Join our Discord Server
Collabnix Team The Collabnix Team is a diverse collective of Docker, Kubernetes, and IoT experts united by a passion for cloud-native technologies. With backgrounds spanning across DevOps, platform engineering, cloud architecture, and container orchestration, our contributors bring together decades of combined experience from various industries and technical domains.

From Prototype to Production: Scaling LLM Applications in Kubernetes

5 min read

Large Language Models (LLMs) have revolutionized AI applications, but moving from a prototype running on your laptop to a production-grade system serving thousands of users presents unique challenges. This comprehensive guide walks you through the architectural decisions, infrastructure setup, and best practices for scaling LLM applications in production environments.

Understanding the Scaling Challenges of LLM Applications

Unlike traditional microservices, LLM applications demand significant computational resources, have unpredictable latency patterns, and require careful memory management. A single inference request can consume 10-80GB of GPU memory depending on the model size, making efficient resource utilization critical for cost-effective scaling.

The key challenges include:

  • GPU Resource Management: Efficiently allocating expensive GPU resources across multiple requests
  • Model Loading Time: Large models can take 30-120 seconds to load into memory
  • Request Batching: Optimizing throughput while maintaining acceptable latency
  • Cost Optimization: GPU instances cost 10-50x more than standard compute
  • Version Management: Handling multiple model versions and A/B testing

Architecture Patterns for Production LLM Systems

1. The Inference Gateway Pattern

Implement a dedicated gateway service that handles request routing, queue management, and response streaming. This pattern decouples your application logic from the inference infrastructure, enabling independent scaling.

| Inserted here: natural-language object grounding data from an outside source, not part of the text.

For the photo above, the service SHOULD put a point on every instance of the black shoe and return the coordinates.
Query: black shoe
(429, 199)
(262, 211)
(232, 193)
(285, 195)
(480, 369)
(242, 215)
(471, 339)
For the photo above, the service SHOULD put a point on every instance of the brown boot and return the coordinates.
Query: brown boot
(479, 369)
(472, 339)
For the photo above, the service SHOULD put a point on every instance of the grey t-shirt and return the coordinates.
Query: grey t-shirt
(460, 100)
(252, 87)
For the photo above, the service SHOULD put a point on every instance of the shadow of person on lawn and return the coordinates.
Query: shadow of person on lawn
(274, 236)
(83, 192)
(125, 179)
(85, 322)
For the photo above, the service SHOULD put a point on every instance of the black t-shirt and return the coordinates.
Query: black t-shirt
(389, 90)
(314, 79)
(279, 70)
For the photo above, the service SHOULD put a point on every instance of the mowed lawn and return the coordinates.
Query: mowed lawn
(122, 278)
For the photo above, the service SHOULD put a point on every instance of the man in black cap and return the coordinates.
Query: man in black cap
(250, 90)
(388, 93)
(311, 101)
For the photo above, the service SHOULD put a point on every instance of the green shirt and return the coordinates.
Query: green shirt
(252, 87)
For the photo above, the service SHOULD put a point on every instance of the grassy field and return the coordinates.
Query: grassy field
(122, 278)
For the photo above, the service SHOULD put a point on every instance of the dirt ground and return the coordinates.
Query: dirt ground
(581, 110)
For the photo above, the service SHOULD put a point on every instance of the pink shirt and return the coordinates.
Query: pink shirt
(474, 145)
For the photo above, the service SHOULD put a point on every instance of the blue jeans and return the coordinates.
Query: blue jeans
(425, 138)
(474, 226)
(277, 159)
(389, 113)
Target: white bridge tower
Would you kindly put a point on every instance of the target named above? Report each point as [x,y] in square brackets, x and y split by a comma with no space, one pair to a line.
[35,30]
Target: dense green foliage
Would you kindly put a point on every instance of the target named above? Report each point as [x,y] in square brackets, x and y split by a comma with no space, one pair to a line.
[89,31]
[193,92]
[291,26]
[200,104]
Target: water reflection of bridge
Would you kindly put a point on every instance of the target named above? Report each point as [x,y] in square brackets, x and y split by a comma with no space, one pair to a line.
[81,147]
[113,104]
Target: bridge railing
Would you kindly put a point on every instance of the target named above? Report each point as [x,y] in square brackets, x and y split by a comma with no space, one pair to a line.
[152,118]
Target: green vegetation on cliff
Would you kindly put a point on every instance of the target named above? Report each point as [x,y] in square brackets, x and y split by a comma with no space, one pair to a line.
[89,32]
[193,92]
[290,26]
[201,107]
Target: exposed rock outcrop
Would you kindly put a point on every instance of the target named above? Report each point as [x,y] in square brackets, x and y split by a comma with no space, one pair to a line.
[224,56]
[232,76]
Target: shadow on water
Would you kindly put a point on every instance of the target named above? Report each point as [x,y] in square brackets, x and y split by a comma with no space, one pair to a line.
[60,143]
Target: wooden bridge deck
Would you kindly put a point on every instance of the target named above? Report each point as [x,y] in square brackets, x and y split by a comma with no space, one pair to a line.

from fastapi import FastAPI, BackgroundTasks
from pydantic import BaseModel
import asyncio
from typing import Optional
import aioredis

app = FastAPI()
redis = aioredis.from_url("redis://redis-service:6379")

class InferenceRequest(BaseModel):
    prompt: str
    max_tokens: int = 512
    temperature: float = 0.7
    model_version: Optional[str] = "v1"

class RequestQueue:
    def __init__(self, redis_client):
        self.redis = redis_client
        self.queue_key = "llm:inference:queue"
    
    async def enqueue(self, request_id: str, payload: dict):
        await self.redis.lpush(self.queue_key, 
                              f"{request_id}:{json.dumps(payload)}")
        return request_id
    
    async def get_result(self, request_id: str, timeout: int = 300):
        result_key = f"llm:result:{request_id}"
        for _ in range(timeout):
            result = await self.redis.get(result_key)
            if result:
                await self.redis.delete(result_key)
                return json.loads(result)
            await asyncio.sleep(1)
        raise TimeoutError("Inference timeout")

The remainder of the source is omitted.